Trends towards supply chain optimisation and local production are contributing to a positive long-term economic outlook for retail businesses in Africa, according to a report.
PwC’s report, So much in store, an in-depth study into the make-up of sub-Saharan Africa’s retail and consumer goods industries, said Africa’s economy has seen modest growth in the wake of falling commodity prices, slowing revenues and volatile currencies. Despite this there are still “major opportunities”, it concluded.
The report said significant trends will drive the retail and consumer goods industries in sub-Saharan Africa, including a growing middle class, rising income and rapid urbanisation. The report focuses on 10 African economies: Cameroon, Ethiopia, Ghana, Côte d’Ivoire, Kenya, Nigeria, South Africa, Tanzania and Zambia.
Africa’s working age population is forecast to grow at a faster rate than its overall population, which will mean resources become available for investment in economic development and personal consumption, offering the opportunity for rapid economic growth, PwC said.

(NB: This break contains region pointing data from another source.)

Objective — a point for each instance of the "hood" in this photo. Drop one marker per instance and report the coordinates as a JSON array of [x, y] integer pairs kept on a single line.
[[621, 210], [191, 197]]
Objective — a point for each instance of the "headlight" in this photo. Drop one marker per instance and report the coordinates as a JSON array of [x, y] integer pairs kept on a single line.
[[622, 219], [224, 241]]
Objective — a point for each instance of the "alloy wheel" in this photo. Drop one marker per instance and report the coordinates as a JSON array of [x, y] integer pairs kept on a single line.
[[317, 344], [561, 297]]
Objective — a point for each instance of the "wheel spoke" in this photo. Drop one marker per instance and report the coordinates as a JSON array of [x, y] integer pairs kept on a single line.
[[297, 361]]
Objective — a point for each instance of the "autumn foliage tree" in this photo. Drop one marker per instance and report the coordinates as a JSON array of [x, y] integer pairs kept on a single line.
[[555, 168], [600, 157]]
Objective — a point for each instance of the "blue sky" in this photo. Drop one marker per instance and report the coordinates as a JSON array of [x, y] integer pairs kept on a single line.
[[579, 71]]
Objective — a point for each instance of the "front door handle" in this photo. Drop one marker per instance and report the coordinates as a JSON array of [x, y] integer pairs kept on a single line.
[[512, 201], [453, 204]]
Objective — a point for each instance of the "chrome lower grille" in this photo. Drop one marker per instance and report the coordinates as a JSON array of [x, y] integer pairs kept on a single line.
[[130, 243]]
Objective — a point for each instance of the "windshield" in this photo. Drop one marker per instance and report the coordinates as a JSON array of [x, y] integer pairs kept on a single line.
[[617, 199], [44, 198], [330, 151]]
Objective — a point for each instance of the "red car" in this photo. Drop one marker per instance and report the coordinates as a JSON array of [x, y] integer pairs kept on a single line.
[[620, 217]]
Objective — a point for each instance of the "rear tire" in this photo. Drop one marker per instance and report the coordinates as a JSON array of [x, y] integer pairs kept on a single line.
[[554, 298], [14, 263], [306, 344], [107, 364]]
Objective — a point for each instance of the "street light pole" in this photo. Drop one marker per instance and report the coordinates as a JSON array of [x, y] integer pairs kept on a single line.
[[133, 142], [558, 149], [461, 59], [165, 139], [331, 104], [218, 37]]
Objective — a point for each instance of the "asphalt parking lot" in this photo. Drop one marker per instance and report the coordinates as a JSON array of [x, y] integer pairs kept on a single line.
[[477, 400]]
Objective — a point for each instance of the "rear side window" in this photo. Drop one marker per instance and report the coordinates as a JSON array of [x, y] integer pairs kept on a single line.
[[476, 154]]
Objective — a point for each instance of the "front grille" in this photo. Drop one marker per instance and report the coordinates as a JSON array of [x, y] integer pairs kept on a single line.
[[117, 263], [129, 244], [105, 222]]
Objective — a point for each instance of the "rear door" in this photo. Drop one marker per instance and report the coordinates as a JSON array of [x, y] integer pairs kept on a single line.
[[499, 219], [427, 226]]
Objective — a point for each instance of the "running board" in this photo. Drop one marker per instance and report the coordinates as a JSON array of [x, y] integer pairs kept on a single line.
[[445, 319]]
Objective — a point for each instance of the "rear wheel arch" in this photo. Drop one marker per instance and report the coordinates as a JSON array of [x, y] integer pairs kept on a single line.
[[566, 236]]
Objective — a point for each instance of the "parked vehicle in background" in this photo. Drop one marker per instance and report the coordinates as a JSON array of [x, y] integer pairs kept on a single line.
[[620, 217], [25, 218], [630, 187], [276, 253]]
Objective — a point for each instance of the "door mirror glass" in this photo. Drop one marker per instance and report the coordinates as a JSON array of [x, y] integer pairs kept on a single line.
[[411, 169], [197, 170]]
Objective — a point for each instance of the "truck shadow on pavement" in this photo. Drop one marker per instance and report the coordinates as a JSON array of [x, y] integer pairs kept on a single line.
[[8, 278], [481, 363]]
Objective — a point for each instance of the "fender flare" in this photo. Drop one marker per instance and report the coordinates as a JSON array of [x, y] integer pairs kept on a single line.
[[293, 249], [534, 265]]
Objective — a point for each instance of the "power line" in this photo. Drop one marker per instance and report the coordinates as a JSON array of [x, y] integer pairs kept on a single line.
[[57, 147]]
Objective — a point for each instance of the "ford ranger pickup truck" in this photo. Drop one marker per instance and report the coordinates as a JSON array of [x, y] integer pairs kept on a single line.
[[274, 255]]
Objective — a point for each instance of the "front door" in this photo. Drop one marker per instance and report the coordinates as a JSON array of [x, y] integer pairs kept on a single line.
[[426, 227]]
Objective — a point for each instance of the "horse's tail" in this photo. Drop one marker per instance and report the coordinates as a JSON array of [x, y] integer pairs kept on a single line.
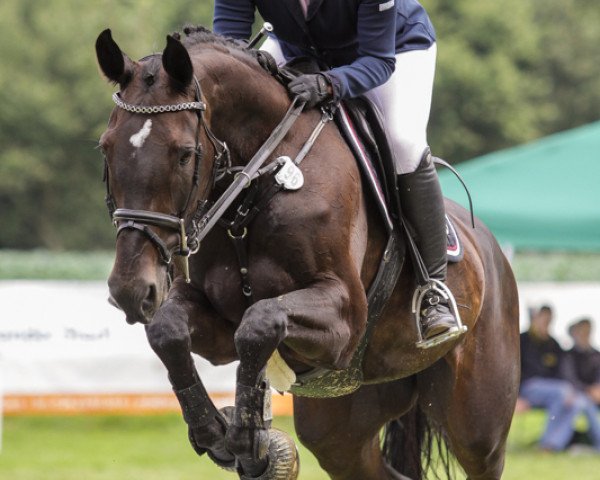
[[416, 447]]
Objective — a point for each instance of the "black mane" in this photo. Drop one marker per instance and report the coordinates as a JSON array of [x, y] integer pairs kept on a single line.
[[197, 34]]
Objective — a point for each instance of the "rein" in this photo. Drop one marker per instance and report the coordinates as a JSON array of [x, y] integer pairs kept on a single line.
[[202, 221]]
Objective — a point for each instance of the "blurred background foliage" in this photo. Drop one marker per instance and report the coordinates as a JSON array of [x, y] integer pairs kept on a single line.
[[508, 72]]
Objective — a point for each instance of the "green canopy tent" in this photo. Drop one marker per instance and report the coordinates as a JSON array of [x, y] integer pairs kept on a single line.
[[541, 196]]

Consumers in sub-Saharan Africa are becoming more aspirational and brand conscious, more connected to global trends and more health conscious in food choices.

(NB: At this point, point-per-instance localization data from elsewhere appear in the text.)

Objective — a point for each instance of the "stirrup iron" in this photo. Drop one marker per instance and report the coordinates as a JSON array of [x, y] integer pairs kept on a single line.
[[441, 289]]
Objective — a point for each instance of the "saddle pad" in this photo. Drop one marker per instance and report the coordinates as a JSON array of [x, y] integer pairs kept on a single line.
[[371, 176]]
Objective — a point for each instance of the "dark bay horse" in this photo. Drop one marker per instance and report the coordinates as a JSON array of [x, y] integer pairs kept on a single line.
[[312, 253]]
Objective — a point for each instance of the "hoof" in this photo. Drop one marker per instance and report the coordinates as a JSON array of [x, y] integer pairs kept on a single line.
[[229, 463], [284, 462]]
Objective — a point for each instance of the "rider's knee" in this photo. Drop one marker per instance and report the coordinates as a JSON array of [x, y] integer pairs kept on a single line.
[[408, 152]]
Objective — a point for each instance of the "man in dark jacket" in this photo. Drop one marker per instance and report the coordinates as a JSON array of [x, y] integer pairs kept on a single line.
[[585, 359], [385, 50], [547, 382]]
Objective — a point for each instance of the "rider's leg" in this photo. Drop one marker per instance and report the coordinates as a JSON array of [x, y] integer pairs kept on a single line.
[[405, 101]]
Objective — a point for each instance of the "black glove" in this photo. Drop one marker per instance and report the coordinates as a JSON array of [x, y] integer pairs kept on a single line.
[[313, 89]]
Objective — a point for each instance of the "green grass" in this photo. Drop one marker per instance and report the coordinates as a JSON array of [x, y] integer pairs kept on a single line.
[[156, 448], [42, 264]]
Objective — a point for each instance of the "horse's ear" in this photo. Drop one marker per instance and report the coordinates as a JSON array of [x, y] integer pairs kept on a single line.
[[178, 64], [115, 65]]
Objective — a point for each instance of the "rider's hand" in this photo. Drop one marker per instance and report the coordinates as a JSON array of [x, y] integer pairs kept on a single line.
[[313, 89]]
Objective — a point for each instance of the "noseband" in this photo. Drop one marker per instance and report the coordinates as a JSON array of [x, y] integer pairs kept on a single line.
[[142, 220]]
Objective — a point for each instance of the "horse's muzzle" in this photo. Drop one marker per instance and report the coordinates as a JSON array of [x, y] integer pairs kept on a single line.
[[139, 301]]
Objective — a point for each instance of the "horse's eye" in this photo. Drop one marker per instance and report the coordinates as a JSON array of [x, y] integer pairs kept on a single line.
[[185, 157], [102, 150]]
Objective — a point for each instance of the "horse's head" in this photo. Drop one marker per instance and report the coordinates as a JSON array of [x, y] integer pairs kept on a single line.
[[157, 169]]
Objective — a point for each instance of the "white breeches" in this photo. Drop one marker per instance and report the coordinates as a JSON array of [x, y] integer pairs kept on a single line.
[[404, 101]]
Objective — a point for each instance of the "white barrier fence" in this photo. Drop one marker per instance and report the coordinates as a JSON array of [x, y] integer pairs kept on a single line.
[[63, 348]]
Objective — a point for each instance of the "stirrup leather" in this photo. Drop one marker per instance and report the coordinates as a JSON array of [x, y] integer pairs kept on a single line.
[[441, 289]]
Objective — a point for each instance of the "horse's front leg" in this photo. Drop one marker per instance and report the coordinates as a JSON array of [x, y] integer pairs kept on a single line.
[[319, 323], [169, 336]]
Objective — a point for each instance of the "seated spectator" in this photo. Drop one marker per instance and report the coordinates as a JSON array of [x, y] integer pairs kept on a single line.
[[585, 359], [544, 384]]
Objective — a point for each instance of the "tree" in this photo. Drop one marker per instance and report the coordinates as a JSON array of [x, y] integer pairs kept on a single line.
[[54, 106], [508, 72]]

Meanwhile, African organisations are becoming dominant players in local markets and expanding their presence across the rest of the continent, the report said.
Outside South Africa and Angola, retail will continue to be informal – via markets, kiosks, table-top sellers and street hawkers – for the foreseeable future. But more Western-style shopping centres are opening in countries such as Nigeria, Kenya and Ghana, often anchored by South African retailers.

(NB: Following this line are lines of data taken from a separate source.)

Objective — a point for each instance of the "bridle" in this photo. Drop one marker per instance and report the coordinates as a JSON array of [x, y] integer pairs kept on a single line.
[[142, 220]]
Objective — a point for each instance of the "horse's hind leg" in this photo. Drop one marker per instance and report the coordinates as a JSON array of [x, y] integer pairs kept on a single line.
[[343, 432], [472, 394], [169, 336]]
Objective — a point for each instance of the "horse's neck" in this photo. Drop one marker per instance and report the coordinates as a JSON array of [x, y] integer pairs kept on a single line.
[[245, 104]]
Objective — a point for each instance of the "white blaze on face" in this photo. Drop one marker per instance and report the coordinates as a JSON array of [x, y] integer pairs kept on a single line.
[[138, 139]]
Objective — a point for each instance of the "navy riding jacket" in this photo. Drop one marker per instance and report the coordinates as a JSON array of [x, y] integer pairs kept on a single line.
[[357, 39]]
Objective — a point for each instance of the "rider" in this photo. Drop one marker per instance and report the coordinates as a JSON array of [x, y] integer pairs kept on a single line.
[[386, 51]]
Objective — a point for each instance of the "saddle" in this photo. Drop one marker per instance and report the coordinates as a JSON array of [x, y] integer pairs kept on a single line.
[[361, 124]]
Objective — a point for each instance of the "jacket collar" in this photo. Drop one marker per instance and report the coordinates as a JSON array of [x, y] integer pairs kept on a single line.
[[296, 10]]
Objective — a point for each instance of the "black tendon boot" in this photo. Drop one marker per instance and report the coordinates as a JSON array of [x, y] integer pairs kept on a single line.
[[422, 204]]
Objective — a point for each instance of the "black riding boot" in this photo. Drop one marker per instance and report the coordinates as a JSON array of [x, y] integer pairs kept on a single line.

A trend towards local production is being driven by government incentives to boost local manufacturing and political stability. However, the report notes that despite the opportunities, manufacturing in Africa comes with challenges.
Supply chain optimisation and the ability to implement supply chains that deal with the operational challenges that exist has been critical to the success of retailers and consumer goods companies moving into many African countries, the report noted.
The dominance of informal trade and Africa’s large rural population make distribution complex, the report said. However, as 90% of sales are made through informal channels there are many examples of companies that have introduced innovative ways of improving their distribution in various countries.
“As Africa has risen to prominence as an investment destination over the past several years, so the role of retail and consumer goods has taken on greater significance,” said Anton Hugo, retail and consumer industry leader, PwC Africa.
“Sub-Saharan Africa remains one of the fastest growing regions in the world and the successful expansion of a number of global and African retailers and consumer goods companies across the region speaks to the opportunities that exist.
“Each country in Africa has its own value proposition. Smart investing in Africa means investors need to understand key regions and local markets. Despite these risks, investors and retailers will continue to see the African market as a huge opportunity.”